Mumbles, Swansea, south Wales
SS 613 883

Map link for Oystermouth Castle

Photographs 01, 03, 05, 07 copyright 2006 Bill Damick
Photographs 02, 04 copyright by Laurie Oliver

 

Elisabeth Whittle 1992

This is the Gower Peninsula's finest castle, standing on a small hill with a magnificent view over Swansea Bay in the resort town of Mumbles. It is well-preserved, intricate and exciting to explore. Oystermouth Castle was founded by William de Londres of Ogmore Castle early in the 12th century. Of this first castle, which was probably a ringwork and bailey on the highest part of the hill, there is now no trace. The castle later came to be the chief residence of the lords of Gower, and its history became intimately connected with that of Swansea Castle.

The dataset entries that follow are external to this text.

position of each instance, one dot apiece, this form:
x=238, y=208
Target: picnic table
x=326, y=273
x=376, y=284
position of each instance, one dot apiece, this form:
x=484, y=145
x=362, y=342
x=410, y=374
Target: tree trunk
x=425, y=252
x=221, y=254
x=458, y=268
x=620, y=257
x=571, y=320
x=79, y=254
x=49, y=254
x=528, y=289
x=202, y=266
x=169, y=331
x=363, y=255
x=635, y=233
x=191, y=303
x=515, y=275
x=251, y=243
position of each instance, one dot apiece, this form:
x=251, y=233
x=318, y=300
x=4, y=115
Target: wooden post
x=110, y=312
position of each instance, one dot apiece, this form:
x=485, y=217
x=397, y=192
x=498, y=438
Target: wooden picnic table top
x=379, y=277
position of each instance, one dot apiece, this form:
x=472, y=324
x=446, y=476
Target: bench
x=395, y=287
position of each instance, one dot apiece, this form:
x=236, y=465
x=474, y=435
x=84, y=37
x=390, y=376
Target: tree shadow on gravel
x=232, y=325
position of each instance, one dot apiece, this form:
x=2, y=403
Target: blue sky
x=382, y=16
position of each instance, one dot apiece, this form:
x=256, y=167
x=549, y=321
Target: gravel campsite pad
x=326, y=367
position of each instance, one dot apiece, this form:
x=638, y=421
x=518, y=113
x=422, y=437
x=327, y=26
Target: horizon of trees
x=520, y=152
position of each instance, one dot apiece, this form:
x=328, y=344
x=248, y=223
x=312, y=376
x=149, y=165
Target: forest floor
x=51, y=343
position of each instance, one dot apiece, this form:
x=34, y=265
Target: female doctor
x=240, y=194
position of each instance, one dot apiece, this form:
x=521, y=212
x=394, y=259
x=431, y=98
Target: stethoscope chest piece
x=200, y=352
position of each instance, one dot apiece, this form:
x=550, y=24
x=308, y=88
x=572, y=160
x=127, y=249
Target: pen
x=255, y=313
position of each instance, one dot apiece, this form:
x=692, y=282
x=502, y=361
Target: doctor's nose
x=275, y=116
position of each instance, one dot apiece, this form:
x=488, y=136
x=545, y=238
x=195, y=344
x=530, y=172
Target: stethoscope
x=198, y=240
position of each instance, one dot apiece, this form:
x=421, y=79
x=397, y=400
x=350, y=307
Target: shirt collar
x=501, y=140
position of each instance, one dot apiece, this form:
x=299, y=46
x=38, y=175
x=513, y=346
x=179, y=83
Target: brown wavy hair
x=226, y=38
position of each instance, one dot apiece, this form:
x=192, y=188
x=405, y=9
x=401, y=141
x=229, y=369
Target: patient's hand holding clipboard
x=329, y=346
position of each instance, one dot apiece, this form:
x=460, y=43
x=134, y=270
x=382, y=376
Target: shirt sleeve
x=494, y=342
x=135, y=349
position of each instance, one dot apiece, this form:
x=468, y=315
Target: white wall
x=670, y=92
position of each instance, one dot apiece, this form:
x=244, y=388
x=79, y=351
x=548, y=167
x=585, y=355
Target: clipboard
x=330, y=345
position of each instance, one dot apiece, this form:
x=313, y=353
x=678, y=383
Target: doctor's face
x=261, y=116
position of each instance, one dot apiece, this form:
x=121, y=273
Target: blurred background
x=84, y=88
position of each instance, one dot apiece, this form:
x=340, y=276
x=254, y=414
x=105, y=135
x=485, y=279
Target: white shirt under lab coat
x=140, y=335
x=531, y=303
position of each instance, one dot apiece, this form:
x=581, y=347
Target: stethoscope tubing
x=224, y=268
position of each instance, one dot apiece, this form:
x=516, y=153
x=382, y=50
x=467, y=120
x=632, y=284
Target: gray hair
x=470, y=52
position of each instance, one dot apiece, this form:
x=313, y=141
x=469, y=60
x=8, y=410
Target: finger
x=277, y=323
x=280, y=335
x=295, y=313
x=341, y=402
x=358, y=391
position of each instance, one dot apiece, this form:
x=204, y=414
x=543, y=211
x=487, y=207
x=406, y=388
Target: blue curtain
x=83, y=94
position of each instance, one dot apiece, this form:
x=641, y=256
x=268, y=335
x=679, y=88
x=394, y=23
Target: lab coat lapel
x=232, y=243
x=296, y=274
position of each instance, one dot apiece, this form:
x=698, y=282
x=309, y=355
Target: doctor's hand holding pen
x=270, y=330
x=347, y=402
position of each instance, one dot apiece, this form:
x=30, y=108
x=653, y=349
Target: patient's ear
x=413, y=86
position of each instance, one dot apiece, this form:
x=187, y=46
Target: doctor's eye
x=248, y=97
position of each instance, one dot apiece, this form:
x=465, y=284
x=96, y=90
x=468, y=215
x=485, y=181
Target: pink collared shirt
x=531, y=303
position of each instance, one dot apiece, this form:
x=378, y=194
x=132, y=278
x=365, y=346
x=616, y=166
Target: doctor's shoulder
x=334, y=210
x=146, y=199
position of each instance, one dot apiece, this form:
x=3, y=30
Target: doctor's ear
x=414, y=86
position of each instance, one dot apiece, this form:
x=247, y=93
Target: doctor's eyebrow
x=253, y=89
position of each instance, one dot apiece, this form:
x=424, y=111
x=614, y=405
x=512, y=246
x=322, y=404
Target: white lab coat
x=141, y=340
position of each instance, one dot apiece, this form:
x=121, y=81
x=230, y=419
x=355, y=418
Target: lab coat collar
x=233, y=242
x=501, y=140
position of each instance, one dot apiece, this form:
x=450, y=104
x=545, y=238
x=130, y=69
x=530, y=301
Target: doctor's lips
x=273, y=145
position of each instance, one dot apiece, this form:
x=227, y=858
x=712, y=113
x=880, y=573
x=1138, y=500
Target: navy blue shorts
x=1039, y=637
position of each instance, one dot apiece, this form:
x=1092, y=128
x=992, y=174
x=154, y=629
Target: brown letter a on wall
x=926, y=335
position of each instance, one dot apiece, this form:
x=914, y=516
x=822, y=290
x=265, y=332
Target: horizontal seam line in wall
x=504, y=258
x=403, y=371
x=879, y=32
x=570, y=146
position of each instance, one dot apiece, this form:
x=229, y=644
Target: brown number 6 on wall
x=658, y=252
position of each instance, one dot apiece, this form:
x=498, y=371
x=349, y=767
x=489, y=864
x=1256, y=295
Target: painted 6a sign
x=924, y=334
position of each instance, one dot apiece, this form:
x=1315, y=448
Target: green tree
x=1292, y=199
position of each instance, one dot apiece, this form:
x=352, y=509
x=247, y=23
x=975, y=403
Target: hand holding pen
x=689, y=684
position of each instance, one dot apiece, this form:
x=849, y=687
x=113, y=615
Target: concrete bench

The earliest stone building of the castle, the keep, dates from the 12th century. This is the building straight ahead of the entrance. It has been much altered and incorporated into a later block, of which it now forms the southern half. Originally it was a free-standing, rectangular building, entered through an arched doorway, now blocked to the right of the present entrance porch. The great hall would have been on the first floor. Twice the Welsh burnt this early castle, first in 1116 and later in 1215.

In the 13th century the de Braoses were lords of Gower and held the castle, and towards the end of the century Oystermouth rather than Swansea became their principal residence. Edward I paid a brief visit here in December 1284. The de Braoses rebuilt the castle in stone, and most of what remains today is from that period. On the east and west sides is a high and impressive curtain wall with a wall-walk along the top. At its north-east end this leads to a garderobe and then rises to a small tower from which the panoramic view is magnificent. This is a good place from which to appreciate the lovely south window of the chapel. On its north side the castle is enclosed by the outside walls of several residential blocks.

The castle entrance on the south side is an arched passage flanked by what were originally two half-round towers. These have had their fronts hacked off, and the remainder patched and tidied up. Inside the castle the southern part is an open courtyard, with remains of two long, rectangular buildings against the curtain walls on either side of the entrance. The rest of the castle buildings fill the northern end. Behind the keep is a rectangular room with small windows and a fireplace in the south wall. Above this was the lord's private apartment, or solar, and below is a basement. A narrow passage leads through the top floor of the north-west block, thought to be the earliest stone addition to the castle after the keep. It is a high, three storey block with a barrel-vaulted basement, and similar middle floor, now held up by a modern pillar. In the south-east corner there is a fascinating narrow passage, dimly lit by narrow slits, which leads back to the keep. It skirts round a spiral staircase which can be glimpsed through its slits. To the west of the keep is a small guardroom. The north end of the west range is a three-storey residential building with fireplaces and garderobes on each floor. To the south is a range with steps leading down to two barrel-vaulted basements and steps up to a large, once well-lit room, with the remains of a large fireplace in its west wall. Apparently the de Braoses lived in some comfort here.

There remains the chapel block on the east side, architecturally the high point of the castle. It was added in the early 14th century, and is usually attributed to Lady Alenora de Mowbray, wife of lord John Mowbray who held the castle then. It blends in well with the rest of the castle, but its detail suggest a much greater level of refinement. On the ground floor are a large fireplace, narrow trefoil-headed splayed windows and a garderobe in the south-east corner. Above is a similar floor. But on the top floor was a large chapel, the great glory of which is its east window. This and the other chapel windows, retain their fine tracery, the finest of the period of any window in south-east Wales.

The chapel use was short-lived, for by 1331 the lords of Gower lived elsewhere. A gradual decline set in, and by the 16th century the castle was ruined. It still has the power to stir the imagination.